This is one of those teary-eyed blogs that makes me look like a real pussy! Woo-hoo!
Tonight was our sixth Queen class, and my feeling entering it was beyond frustrated.
I think I slowly started to get intimidated over the past six weeks. Here I was, standing in the same room with two amazing Queens that I pretty much idolize (Chocolatta and Twat). They made everything look so easy. Even though they told the class multiple times, that all of their skill comes with time and practice, a part of me just didn’t subconsciously believe it.
My makeup wasn’t coming along; I was scared to step out of my shell. I was scared to fuck up in front of two Queens that are amazing in my eyes. I was scared to fuck up in front of my beyond talented classmates. Hell, I was just plain scared to fuck up. I felt like everyone in the class was making extreme progress, and I just wasn’t there.
…And then, I finally reached out for help. I just started to think: “This is my one opportunity to learn with these amazing people, and I’m not going to waste it because I’m scared.”
I realized that it was okay to not be amazing at makeup yet… Or that I wasn’t fully out of my shell yet.
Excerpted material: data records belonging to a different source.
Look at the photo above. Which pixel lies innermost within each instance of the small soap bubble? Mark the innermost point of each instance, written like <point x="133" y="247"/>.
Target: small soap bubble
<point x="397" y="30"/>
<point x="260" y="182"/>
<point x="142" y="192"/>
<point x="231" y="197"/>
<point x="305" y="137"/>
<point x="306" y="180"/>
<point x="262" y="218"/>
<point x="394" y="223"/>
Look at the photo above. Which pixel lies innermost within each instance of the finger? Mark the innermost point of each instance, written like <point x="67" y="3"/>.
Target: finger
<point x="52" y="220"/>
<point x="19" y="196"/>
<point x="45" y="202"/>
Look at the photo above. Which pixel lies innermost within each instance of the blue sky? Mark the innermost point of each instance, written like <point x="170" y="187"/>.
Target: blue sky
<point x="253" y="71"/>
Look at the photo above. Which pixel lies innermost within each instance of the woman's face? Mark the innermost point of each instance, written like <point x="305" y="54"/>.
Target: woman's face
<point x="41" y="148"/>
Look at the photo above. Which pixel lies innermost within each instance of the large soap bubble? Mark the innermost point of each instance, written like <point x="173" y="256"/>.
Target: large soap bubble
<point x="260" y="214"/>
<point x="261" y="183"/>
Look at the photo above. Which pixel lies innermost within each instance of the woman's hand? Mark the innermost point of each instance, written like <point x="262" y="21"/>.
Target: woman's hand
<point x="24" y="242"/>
And I also realized that I wasn’t alone…
I finally understood what my fellow DIOuter’s meant when they said “Drag LOVE.” The support, the love, the caring nature from not only the coaches, but from my classmates, was beyond what I could expect. Will and Johnnie (Twat and Chocolatta) literally took me, step-by-step, along with my makeup. And when I fucked up, they let me know that they were once at my level too. Even that I was being too hard on myself. And that I really would get better in time.
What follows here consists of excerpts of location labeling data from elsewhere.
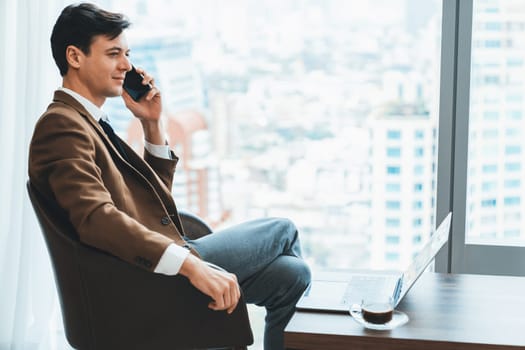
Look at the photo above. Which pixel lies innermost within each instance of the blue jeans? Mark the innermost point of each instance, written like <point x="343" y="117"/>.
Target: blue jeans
<point x="265" y="255"/>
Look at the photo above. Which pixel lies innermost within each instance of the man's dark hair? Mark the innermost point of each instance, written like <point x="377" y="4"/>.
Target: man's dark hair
<point x="78" y="24"/>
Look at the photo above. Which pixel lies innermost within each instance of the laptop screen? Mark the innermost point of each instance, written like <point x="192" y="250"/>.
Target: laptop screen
<point x="425" y="256"/>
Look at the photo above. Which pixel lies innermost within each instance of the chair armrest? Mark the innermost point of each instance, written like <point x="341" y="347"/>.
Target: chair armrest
<point x="156" y="311"/>
<point x="194" y="226"/>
Holy shit. When they said that to me, I got teary-eyed (though I tried to hide it to preserve any of my manhood(?) left?). That just meant so much to me… For more reasons than they, nor anyone really knows.
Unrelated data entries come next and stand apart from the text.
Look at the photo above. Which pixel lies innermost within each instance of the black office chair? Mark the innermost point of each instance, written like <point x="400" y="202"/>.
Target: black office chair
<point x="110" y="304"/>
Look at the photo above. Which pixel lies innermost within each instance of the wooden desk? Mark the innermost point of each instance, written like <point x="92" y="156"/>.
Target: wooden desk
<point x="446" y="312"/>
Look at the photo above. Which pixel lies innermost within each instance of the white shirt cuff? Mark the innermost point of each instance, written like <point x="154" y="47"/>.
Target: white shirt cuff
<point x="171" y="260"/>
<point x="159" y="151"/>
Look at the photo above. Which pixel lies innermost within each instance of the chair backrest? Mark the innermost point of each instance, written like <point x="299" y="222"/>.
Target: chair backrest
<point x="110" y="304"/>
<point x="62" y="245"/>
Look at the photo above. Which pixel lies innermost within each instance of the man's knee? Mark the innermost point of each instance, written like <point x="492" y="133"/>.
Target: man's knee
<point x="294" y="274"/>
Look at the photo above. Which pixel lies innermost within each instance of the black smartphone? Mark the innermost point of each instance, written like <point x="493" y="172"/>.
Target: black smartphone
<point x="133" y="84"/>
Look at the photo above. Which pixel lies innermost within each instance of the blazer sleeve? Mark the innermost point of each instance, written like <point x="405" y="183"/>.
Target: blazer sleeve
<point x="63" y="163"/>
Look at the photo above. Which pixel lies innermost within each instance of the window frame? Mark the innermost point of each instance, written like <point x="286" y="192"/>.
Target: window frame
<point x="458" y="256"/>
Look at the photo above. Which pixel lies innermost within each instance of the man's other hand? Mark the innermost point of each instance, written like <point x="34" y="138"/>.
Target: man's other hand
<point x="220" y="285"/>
I got into full “face” (makeup) for the first time tonight, and it felt amazing. I was finally able to come out of my shell… When we preformed our song, I felt so much more confident in myself. It just felt… indescribable.
Maybe it’s that I’m just touched. Maybe it’s that it’s 4:00AM. But either way, I am so so so so so beyond grateful for Drag It Out, Chocolatta and Twat, and my fellow draglings.
I have no idea how to describe how I feel right now, but it feels amazing.